MANILA, Dec. 19 (Xinhua) -- Philippine President Rodrigo Duterte signed on Tuesday the tax reform bill into law, calling it the administration's "biggest Christmas gift to the Filipino people."
The Tax Reform for Inclusion and Acceleration (TRAIN) law, which will come into effect by January next year, is expected to lower the personal income taxes of Filipinos while raising duties on certain items like fuel, cars, coal and sugar-sweetened drinks.
TRAIN is the first package of the government's proposed Comprehensive Tax Reform Program (CTRP), which seeks to correct several deficiencies in the tax system and to generate additional revenue to fund the country's investment requirements.
Duterte said during the signing ceremony at the Malacanang presidential palace that the tax reform law is the administration's "biggest Christmas gift to the Filipino people as 99 percent of the tax payers would benefit from the simpler, fairer and more efficient tax system."
Duterte said "one of the TRAIN's most significant breakthroughs" is that it will exempt those earning an annual taxable income of 250, 000 pesos (4,960 U.S. dollars) and below from paying the personal income tax.
To make up for the loss of revenue due to the reduced personal income tax, the law imposes higher taxes on cars, fuel, cosmetic surgery, tobacco, and some sweetened beverages.
"Revenues from the TRAIN will fund our priority projects to ensure a quality education, including free tuition in state universities and colleges, equally, quality health care, social protection and conditional cash transfers, improved infrastructures to the Build, Build, Build program and the reconstruction of Marawi," Duterte said.
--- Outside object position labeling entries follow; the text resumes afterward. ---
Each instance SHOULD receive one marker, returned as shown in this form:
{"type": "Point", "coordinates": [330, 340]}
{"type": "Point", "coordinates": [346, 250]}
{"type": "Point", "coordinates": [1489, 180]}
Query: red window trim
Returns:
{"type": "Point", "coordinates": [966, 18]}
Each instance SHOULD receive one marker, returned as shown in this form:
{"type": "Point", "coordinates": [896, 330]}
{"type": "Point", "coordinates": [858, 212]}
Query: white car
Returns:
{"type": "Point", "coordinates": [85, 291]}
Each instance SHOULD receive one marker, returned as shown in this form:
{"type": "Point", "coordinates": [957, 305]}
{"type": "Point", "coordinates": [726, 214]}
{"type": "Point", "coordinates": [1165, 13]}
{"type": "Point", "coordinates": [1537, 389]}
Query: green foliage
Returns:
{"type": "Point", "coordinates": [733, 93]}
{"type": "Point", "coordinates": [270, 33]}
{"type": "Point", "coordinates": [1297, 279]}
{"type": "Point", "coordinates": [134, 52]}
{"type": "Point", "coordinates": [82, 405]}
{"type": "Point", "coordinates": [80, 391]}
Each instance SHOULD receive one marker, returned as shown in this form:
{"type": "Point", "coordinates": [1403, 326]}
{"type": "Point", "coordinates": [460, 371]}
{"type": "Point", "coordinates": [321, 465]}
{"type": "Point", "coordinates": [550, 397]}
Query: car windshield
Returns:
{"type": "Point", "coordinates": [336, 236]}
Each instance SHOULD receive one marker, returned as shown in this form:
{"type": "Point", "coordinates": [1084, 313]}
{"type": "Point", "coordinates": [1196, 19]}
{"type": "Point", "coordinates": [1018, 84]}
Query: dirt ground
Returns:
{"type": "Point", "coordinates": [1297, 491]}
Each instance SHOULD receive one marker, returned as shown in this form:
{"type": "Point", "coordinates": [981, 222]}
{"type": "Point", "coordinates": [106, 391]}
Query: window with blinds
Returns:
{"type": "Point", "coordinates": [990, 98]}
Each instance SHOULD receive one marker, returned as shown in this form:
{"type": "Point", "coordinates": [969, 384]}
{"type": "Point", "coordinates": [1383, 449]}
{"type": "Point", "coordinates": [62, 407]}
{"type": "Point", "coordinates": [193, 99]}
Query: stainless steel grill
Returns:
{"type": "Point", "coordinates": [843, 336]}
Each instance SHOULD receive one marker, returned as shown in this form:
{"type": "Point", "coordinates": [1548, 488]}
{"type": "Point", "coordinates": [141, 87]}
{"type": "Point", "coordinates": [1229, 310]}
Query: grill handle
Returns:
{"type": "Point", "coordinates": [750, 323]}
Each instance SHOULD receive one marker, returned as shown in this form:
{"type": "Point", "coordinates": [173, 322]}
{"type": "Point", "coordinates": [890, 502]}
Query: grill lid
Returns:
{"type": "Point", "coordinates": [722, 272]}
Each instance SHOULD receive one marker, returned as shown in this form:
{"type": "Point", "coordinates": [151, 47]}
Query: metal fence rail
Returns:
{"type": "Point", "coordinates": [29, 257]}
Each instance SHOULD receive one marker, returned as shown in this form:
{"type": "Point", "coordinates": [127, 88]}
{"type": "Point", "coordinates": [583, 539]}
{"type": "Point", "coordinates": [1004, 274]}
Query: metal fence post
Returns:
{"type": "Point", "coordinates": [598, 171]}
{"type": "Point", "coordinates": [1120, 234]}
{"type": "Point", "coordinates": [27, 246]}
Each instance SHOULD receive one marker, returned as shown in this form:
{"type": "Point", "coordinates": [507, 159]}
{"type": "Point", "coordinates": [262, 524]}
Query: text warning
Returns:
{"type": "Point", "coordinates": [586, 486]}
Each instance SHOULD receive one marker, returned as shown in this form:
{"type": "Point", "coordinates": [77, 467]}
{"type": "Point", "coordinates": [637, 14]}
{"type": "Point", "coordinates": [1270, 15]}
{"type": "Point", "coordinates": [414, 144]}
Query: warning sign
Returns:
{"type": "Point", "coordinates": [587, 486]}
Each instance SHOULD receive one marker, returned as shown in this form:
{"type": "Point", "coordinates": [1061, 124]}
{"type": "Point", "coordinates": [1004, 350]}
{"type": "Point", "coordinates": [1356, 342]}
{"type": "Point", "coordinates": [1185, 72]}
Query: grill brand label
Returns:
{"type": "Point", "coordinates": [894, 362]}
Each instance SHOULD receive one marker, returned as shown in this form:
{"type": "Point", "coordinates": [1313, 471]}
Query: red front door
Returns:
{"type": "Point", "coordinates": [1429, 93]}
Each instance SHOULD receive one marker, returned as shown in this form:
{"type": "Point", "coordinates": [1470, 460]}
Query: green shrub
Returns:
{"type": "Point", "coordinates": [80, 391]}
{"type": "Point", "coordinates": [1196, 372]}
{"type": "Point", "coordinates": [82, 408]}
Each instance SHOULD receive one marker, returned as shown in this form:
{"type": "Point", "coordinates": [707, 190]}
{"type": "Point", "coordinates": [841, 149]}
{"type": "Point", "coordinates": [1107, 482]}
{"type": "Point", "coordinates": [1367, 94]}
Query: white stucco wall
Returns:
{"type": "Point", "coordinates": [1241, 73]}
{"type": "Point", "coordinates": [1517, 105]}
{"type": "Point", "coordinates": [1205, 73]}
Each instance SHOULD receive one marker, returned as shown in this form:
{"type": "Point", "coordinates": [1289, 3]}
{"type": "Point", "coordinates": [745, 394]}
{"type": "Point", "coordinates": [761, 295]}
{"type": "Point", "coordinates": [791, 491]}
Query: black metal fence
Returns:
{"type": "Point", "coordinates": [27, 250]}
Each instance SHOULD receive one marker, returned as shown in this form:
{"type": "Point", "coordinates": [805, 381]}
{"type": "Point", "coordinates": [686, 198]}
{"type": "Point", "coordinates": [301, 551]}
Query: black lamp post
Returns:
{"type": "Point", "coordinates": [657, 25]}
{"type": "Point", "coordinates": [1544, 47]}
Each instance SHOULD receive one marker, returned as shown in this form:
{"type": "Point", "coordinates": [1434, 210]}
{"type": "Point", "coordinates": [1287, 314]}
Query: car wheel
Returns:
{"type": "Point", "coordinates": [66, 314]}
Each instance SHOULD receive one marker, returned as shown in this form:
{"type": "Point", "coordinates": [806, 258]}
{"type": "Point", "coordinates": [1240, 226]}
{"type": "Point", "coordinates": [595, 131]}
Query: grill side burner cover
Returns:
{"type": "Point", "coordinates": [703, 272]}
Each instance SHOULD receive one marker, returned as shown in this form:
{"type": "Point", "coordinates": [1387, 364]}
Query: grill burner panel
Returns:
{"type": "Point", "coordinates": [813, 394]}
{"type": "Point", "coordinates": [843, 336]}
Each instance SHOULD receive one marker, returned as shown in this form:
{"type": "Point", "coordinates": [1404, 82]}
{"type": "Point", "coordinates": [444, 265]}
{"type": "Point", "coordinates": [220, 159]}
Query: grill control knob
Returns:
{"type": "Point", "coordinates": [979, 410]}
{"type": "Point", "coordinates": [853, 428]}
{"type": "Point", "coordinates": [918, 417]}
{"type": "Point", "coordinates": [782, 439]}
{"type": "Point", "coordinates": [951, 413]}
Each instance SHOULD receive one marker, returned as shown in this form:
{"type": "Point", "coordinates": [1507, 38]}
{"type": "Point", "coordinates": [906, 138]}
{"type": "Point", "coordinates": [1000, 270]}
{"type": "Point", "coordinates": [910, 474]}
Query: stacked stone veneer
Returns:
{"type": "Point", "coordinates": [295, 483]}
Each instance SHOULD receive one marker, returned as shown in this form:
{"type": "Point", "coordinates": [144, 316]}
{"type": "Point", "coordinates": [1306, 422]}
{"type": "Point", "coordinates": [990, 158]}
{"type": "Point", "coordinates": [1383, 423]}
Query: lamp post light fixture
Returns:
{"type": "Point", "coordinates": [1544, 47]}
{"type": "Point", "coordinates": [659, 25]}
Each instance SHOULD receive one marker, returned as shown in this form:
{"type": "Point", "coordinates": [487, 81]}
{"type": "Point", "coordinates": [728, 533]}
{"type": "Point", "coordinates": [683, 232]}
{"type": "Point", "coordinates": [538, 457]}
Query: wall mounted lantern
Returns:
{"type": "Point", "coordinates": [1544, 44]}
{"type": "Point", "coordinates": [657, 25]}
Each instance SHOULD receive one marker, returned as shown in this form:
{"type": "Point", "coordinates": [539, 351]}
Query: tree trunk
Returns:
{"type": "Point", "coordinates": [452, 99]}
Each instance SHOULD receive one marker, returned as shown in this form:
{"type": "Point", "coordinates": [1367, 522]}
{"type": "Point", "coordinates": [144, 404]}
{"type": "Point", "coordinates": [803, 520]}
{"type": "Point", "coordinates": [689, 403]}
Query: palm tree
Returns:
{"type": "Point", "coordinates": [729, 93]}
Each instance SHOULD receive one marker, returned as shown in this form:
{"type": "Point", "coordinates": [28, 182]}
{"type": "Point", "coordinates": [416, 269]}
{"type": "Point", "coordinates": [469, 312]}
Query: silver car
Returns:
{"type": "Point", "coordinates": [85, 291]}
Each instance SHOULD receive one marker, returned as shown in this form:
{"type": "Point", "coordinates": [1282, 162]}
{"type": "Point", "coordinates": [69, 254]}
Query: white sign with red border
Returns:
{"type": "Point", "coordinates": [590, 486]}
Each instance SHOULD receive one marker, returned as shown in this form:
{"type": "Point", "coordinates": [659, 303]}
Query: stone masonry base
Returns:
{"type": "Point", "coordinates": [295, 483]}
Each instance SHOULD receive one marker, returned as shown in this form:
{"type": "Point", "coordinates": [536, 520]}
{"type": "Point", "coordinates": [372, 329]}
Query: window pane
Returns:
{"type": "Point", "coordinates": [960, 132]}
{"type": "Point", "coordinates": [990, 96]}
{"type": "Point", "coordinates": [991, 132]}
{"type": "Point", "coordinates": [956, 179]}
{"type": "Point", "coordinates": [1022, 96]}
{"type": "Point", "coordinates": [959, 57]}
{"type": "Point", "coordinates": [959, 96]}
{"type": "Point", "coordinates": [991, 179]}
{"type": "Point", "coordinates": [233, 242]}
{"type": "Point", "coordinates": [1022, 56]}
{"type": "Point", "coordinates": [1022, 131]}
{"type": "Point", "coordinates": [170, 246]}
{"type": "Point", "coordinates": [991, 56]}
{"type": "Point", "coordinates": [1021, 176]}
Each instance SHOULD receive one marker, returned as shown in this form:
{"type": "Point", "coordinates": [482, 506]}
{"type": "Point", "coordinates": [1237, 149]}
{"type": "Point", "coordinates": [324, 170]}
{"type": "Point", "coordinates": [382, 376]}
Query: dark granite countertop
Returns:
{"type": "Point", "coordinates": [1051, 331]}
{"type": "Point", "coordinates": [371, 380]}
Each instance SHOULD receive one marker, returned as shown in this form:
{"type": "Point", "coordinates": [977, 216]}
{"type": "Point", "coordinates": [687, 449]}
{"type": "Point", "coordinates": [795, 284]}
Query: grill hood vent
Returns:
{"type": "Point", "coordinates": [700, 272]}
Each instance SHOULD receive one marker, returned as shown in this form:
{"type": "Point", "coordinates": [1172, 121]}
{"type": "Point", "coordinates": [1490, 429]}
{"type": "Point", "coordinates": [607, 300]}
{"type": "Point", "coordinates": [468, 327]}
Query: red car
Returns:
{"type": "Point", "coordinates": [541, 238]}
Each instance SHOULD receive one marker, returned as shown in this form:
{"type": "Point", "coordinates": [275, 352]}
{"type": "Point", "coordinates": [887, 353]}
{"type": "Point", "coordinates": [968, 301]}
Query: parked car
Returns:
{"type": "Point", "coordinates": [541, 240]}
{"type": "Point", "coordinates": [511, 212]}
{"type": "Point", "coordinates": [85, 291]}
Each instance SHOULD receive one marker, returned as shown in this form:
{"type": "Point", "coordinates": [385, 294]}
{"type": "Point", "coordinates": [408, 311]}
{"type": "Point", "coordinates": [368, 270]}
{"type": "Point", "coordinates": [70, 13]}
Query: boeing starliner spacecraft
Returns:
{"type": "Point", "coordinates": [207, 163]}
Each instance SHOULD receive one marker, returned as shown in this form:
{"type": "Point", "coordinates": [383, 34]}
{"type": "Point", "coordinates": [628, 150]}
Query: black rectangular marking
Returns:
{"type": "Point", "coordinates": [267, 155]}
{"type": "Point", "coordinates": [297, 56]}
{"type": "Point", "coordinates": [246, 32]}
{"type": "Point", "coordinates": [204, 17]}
Finance Secretary Carlos Dominguez said the TRAIN will provide hefty personal income tax cuts for the average taxpayer.
Presidential spokesperson Harry Roque said the TRAIN, together with the complementary measures to be passed early in 2018, will yield more than 120 billion pesos (2.38 billion U.S. dollars) in revenue.
Philippine government projection shows that, with the tax reform, real gross domestic product level will be higher by 0.5 to 1.1 percent by the year 2022.